Ceny w sklepach, w odniesieniu do tego typu butelek często - i coraz częściej - nijak się mają do ich faktycznej rynkowej wartości, a co dopiero mówić o poziomie wartym zakupu inwestycyjnego... Przy inwestycji w whisky podstawowa zasada jest identyczna jak przy każdej innej: trzeba naprawdę ogarniać temat. Na fali popularności whisky namnożyło się ostatnio "inwestorów" którzy dopiero co liznęli wiedzy o single-malt, a już sypią dobrymi radami. Inni sprytnie na tym trendzie zarabiają. Inni jeszcze udają, że tego nie widzą. Nie jest więc lekko, sam rozumiesz... ;)
A jak nie stracić przy kolekcjonowaniu? Studiować źródła (internet!), analizować i porównywać ceny w sklepach, na aukcjach, śledzić ich zmienność, wyciągać wnioski, nie ulegać obiegowym opiniom. Przede wszystkim jednak należy kupować whisky DOBRE - nie tylko pod kątem czysto spekulacyjnym! Wtedy, nawet w razie krachu, zostaje ci butelka fajnego malta, z degustacji której będziesz miał sporo frajdy ;)
_________________
Pozdrawiam,
Wiktor
-----------------------------------------
"Od Arrana, ognia, wojny, i do tego od człowieka, co się wszystkim nisko kłania, niech nas zawsze Bóg obrania"
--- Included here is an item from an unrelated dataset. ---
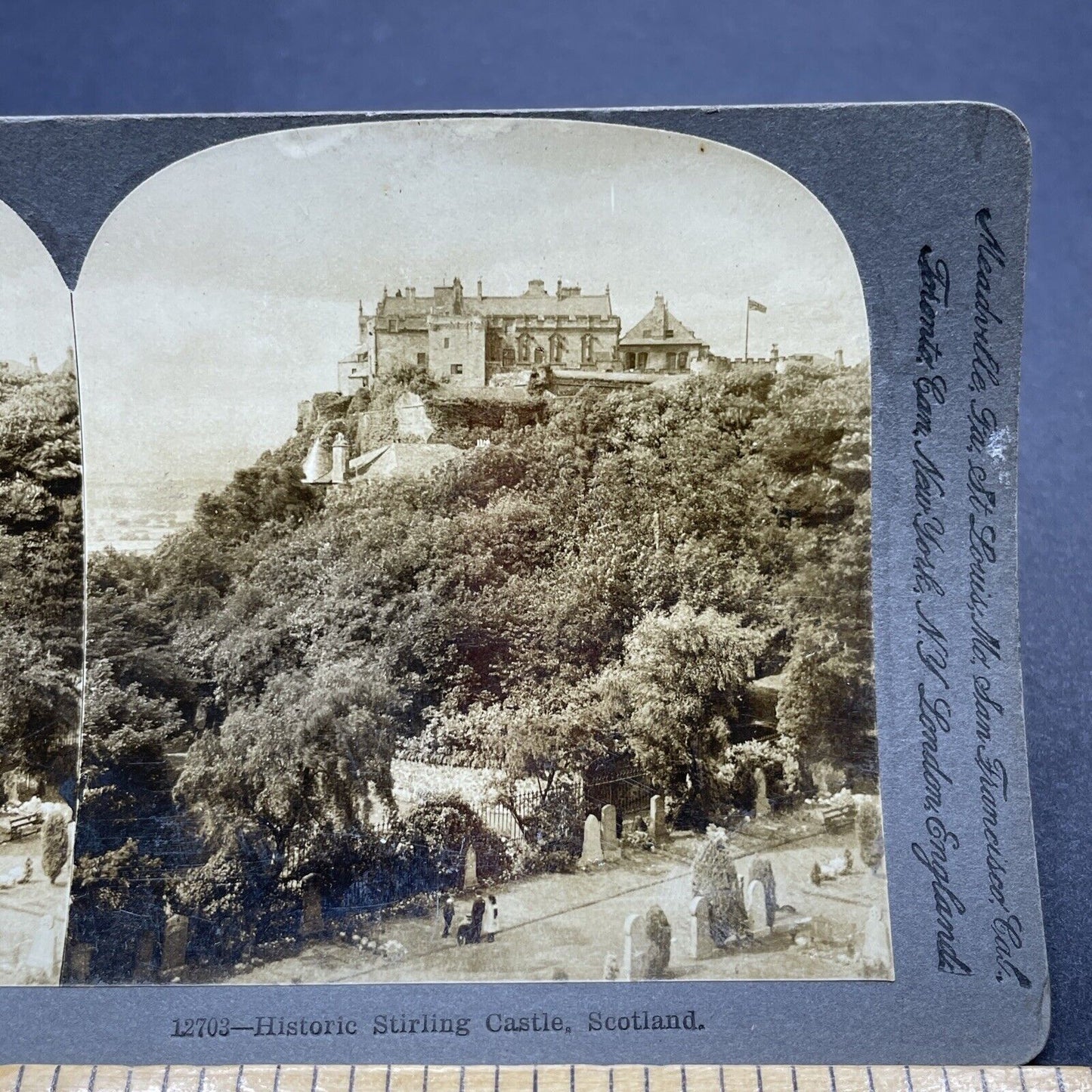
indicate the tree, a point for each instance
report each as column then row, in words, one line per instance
column 299, row 759
column 677, row 696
"Piłem whisky, którym Wy młodzi nie dalibyście wiary. Atakujące płomieniem prosto ku gardzieli. Piłem mieniące się Ardbegi po ciemnej sherry, nalewane prosto z beczek u bram sklepów Sukhindera. Wszystkie te dramy znikną w czasie, jak roczniki na etykietach... Czas umierać"
 
 
 
maciej2888 
Singlemalt Whisky Apprentice


Ulubiona whisky: brora
Dołączył: 10 Mar 2013
Posty: 30
Skąd: konin
Wysłany: Pią Kwi 19, 2013 9:06 pm   

Wiktor napisał/a:
Ceny w sklepach, w odniesieniu do tego typu butelek często - i coraz częściej - nijak się mają do ich faktycznej rynkowej wartości, a co dopiero mówić o poziomie wartym zakupu inwestycyjnego... Przy inwestycji w whisky podstawowa zasada jest identyczna jak przy każdej innej: trzeba naprawdę ogarniać temat. Na fali popularności whisky namnożyło się ostatnio "inwestorów" którzy dopiero co liznęli wiedzy o single-malt, a już sypią dobrymi radami. Inni sprytnie na tym trendzie zarabiają. Inni jeszcze udają, że tego nie widzą. Nie jest więc lekko, sam rozumiesz... ;)
A jak nie stracić przy kolekcjonowaniu? Studiować źródła (internet!), analizować i porównywać ceny w sklepach, na aukcjach, śledzić ich zmienność, wyciągać wnioski, nie ulegać obiegowym opiniom. Przede wszystkim jednak należy kupować whisky DOBRE - nie tylko pod kątem czysto spekulacyjnym! Wtedy, nawet w razie krachu, zostaje ci butelka fajnego malta, z degustacji której będziesz miał sporo frajdy ;)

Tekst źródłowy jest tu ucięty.